Secretary of Energy Rick Perry granted Federal Energy Regulatory Commission (FERC) Chairman Kevin McIntyre’s request a 30-day extension for the commission to act on the proposed “Grid Resiliency Pricing Rule” just 24 hours after it was made.
The extension gives FERC until January 10 to create the rule requested by Perry in September. The proposed rule is widely seen as a giveaway to the nuclear and coal industries, and intends to subsidize failing fossil-fuel and nuclear plants under the pretense of their stored fuel.
With FERC swearing in several new commissioners in the past few weeks, including McIntyre, the new chairman asked Perry to extend the original deadline – today – so the new commissioners could evaluate both the proposal and the flood of of comments opposing the rule.
In his letter granting the extension, however, Perry requested again that FERC act in an expedited fashion to protect the United States fuel supply – a claim that a bipartisan group of eight former FERC commissioners, including five former chairs, have called absurd.

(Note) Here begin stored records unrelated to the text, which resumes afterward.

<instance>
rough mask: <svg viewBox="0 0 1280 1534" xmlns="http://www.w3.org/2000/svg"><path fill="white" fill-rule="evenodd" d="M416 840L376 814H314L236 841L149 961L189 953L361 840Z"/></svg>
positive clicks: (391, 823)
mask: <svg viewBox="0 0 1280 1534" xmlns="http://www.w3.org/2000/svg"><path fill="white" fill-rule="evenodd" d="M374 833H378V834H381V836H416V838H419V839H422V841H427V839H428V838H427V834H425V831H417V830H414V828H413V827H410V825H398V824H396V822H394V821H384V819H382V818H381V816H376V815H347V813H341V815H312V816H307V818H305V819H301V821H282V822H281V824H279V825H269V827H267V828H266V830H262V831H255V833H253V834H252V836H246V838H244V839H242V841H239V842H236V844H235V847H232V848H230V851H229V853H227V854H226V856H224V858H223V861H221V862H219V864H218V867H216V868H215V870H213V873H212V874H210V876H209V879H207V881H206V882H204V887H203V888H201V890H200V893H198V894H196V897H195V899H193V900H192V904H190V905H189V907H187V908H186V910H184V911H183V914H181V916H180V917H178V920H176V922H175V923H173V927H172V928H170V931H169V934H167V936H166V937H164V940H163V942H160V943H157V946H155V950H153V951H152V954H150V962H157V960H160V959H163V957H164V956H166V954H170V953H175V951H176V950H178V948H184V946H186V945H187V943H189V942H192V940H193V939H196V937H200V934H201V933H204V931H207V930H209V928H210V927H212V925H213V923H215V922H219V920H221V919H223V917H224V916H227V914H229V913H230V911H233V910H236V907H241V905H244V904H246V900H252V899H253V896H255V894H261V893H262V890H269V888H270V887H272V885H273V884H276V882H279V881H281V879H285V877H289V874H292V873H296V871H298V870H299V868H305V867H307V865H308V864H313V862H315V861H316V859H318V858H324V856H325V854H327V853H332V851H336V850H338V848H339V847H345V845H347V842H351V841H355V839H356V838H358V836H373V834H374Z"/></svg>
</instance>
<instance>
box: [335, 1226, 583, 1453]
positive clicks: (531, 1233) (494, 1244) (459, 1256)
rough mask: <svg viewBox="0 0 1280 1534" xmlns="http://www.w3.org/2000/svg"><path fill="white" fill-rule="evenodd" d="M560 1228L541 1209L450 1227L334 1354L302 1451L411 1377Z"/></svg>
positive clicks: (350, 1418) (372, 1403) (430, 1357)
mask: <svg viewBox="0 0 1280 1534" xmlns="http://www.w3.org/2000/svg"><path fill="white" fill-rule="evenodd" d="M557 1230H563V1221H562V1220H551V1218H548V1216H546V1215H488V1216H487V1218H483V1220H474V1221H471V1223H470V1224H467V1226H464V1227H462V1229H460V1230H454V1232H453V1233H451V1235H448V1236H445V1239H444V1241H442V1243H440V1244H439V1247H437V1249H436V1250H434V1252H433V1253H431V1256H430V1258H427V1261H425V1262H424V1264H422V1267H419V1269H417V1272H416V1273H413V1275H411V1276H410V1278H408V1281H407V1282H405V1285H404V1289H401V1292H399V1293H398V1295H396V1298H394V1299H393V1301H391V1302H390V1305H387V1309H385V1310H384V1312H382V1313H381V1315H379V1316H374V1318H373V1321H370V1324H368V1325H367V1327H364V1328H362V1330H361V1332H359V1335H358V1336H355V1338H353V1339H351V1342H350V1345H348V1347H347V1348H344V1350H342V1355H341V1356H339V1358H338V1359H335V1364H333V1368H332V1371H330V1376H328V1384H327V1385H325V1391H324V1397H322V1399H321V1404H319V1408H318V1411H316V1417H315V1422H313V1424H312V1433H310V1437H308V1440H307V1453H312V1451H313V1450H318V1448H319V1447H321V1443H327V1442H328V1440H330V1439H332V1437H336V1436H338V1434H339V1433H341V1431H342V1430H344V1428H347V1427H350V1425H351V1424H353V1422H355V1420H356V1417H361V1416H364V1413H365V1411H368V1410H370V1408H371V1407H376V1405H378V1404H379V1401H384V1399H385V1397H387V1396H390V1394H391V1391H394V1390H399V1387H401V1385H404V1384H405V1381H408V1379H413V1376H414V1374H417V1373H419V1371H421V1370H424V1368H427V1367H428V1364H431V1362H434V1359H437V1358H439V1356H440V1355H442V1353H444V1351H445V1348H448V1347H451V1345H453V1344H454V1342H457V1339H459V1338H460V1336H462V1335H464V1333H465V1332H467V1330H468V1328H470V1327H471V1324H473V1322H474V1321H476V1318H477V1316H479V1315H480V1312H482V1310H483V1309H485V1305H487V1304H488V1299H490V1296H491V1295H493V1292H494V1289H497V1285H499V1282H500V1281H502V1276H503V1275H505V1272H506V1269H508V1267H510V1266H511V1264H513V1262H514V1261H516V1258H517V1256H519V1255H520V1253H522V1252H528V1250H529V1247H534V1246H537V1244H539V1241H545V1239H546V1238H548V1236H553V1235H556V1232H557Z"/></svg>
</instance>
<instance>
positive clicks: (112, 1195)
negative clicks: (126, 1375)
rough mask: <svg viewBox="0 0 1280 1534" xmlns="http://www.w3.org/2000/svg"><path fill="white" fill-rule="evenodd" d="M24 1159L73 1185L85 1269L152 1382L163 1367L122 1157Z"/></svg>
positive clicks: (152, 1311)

Perry also told FERC that he and the Department of Energy would be examining all options available to him beyond asking FERC to create the rule during the extension period under the Department of Energy Organization Act, the Federal Power Act and any other laws he can find that would allow him to bypass FERC approval.
Perry has faced opposition from a coalition of renewable energy and oil-and-gas trade organizations, who have argued the proposal would prevent the market from determining appropriate fuel prices. The groups have also expressed concern that the fast-tracked proposal hasn’t been well vetted by experts in the field.
Analysts suspect Perry feels the lack of vetting is a feature of his office’s proposal, not a bug.